Fluorescence in situ hybridization (FISH) has been a commonly used method in molecular ecology studies. In many cases, one can visualize bacterial populations based upon the hybridization of FISH probes with bacterial 16S rRNA sequences in whole cell hybridizations. This process has been termed the full cycle rRNA approach. Several research groups have posited that the full cycle rRNA approach can be utilized to identify uncultured bacterial populations despite the limited ability to validate the accuracy of FISH probes for these groups.
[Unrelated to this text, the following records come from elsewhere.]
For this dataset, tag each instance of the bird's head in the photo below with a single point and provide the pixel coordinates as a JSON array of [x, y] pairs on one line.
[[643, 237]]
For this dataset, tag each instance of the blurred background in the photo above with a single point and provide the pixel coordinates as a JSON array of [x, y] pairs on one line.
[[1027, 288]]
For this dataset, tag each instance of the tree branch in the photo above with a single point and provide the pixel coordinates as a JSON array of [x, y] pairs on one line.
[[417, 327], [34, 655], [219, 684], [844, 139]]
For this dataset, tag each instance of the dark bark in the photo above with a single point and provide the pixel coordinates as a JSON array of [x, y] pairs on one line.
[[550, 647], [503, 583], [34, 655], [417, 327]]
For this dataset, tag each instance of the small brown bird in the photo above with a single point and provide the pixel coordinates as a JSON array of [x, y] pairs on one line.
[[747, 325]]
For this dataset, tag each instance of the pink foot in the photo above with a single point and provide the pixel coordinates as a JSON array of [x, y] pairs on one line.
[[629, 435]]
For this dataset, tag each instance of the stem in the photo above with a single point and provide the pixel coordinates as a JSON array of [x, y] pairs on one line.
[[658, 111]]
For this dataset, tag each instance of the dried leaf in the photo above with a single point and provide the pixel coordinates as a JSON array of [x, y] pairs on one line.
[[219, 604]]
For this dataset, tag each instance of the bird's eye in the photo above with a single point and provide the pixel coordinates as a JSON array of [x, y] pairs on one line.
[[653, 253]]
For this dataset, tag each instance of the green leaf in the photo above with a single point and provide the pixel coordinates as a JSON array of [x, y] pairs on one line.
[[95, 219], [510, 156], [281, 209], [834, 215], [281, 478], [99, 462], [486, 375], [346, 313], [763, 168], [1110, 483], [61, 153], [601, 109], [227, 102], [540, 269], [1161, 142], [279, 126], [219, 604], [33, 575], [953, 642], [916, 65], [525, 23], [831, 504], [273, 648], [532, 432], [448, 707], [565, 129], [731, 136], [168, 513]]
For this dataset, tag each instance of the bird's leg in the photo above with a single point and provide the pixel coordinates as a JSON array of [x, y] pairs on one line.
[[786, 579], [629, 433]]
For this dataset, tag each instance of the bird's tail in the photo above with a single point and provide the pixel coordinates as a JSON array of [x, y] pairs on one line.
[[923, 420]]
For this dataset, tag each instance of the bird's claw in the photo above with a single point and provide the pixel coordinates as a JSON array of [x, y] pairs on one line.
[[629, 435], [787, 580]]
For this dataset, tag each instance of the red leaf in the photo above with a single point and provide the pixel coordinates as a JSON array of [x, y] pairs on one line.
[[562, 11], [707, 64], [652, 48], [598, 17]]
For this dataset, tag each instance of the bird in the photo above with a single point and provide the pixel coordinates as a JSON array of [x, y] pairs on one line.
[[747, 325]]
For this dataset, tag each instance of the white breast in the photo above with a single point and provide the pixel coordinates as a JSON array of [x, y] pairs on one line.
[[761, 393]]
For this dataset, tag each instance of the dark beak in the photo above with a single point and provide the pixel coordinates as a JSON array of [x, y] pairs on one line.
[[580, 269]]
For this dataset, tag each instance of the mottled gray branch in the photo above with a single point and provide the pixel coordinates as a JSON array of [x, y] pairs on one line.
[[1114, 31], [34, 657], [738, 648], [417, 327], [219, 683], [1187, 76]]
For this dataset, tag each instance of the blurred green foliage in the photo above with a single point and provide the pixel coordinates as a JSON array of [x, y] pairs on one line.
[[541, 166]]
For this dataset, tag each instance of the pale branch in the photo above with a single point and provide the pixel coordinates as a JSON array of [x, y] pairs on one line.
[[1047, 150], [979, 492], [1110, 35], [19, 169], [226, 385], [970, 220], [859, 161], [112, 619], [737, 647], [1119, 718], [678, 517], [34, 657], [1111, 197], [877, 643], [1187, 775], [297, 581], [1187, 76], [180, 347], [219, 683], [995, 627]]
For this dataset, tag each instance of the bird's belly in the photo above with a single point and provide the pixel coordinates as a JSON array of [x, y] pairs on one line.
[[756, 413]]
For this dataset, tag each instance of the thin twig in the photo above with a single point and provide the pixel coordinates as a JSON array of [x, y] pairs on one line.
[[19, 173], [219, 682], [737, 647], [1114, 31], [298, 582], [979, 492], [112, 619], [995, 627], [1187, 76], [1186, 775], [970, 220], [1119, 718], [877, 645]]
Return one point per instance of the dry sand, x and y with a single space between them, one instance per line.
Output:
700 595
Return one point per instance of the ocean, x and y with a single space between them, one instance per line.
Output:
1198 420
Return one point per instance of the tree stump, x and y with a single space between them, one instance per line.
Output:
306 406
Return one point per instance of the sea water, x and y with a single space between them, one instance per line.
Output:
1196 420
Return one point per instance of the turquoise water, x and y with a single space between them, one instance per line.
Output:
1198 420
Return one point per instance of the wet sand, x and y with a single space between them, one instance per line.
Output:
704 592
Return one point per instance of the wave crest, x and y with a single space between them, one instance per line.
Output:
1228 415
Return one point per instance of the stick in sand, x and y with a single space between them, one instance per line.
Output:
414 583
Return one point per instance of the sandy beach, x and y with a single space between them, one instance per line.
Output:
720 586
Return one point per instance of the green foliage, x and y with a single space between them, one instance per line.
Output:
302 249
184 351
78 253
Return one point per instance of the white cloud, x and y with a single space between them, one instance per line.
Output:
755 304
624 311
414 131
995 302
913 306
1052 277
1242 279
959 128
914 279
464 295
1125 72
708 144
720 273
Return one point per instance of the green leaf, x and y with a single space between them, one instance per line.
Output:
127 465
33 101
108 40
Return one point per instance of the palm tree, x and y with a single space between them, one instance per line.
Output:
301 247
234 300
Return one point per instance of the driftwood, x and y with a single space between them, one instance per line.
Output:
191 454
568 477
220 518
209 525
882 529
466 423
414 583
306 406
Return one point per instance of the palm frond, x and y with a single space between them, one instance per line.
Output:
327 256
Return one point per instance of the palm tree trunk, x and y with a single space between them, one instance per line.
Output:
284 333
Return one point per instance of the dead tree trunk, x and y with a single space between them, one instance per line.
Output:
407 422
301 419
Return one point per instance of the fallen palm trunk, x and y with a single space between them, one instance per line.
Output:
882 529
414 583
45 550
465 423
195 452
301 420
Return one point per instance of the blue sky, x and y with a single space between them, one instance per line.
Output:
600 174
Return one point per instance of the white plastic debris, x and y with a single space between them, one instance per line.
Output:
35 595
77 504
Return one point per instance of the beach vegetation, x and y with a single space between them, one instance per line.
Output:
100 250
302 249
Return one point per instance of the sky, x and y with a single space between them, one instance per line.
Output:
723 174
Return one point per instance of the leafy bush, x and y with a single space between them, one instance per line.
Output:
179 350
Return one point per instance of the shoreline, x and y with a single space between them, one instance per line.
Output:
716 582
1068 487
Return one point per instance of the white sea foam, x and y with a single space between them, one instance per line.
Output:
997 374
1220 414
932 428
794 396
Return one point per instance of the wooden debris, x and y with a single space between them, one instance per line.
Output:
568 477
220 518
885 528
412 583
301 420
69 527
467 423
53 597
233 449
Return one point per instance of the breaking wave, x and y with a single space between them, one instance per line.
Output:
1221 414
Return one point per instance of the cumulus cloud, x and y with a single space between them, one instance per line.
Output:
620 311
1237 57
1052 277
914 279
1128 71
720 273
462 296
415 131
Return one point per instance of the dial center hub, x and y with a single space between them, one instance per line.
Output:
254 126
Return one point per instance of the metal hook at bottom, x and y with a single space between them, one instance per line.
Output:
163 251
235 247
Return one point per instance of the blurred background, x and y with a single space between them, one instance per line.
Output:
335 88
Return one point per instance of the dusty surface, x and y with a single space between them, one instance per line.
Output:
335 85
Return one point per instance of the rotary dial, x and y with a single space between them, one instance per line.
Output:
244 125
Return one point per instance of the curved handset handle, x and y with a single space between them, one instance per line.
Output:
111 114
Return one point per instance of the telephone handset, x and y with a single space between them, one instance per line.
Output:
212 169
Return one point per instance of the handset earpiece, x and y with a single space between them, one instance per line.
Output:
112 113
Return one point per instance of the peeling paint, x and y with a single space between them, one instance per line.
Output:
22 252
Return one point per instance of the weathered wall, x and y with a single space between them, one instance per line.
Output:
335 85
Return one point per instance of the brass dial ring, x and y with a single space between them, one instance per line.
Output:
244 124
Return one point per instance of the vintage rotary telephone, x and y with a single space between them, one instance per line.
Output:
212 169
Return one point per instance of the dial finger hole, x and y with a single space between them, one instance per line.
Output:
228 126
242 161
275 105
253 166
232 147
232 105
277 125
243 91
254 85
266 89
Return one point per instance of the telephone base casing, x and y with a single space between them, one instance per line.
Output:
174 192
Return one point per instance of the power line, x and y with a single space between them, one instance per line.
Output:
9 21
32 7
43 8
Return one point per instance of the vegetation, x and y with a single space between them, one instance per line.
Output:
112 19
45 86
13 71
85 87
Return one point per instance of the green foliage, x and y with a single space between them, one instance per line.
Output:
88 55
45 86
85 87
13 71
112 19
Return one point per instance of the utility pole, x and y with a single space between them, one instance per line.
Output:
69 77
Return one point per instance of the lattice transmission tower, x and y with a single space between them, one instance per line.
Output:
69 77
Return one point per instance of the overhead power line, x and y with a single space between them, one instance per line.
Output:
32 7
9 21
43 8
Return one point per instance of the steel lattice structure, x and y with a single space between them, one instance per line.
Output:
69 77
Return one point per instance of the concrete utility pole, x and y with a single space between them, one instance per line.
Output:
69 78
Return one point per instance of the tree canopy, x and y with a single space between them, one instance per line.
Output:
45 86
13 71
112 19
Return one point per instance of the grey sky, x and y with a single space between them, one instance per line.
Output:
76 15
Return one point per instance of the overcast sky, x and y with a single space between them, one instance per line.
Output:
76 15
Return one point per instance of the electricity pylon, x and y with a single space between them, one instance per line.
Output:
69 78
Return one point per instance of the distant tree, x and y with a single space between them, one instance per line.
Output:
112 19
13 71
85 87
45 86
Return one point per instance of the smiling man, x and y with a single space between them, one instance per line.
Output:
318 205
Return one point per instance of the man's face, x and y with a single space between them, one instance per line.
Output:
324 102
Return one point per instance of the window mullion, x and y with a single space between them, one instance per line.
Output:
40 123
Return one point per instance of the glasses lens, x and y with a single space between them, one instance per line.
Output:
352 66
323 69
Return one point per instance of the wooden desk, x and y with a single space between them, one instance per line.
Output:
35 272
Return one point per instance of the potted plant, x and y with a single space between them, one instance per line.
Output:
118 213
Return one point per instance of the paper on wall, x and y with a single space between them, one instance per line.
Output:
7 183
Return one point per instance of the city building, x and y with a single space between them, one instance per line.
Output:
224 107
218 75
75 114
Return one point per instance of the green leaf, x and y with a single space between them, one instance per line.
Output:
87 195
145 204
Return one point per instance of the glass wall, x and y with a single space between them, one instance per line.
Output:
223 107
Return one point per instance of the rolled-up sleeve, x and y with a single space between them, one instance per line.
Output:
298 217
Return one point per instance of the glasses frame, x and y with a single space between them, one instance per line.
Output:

To account for these limitations, it has been suggested that the simultaneous hybridization of two or more probes on different loci within the same 16S rRNA molecule (i.e. 'the multiple-probes concept') can be used to evaluate the accuracy of FISH for uncultured populations in the absence of culture based validation methods.; In this dissertation we experimentally tested the accuracy of this hypothesis. Specifically, we utilized the multiple probes concept, as described by Ludwig et al., to design a pair of FISH probes for the visualization and identification of an uncultured Acidobacterium population within the planktonic community of an artesian spring in rural north-central Idaho (Ludwig et al. 1997). Upon recovery of a population that hybridized both probes and analysis of 1.4 kb 16S rRNA gene sequences obtained from their amplified genomic DNA, it was found that at least four different non-Acidobacterium species hybridized the probes. Additionally, our results indicated that probe length and the tertiary structure of the 30S ribosomal small subunit may be important criteria to consider in the de novo design of FISH probes, since in the recovered population contained several mismatches for both probes. Based upon these results the null hypothesis, that the multiple probes concept could accurately identify the uncultured species of interest, was rejected in favor of an alternative hypothesis that the multiple-probes concept could not be used to accurately identify an uncultured bacterial species in the groundwater community investigated. In conclusion, the findings suggested that the multiple-probes approach cannot be reliably used as the sole validation procedure to determine the accuracy of FISH probes designed for uncultured bacterial populations.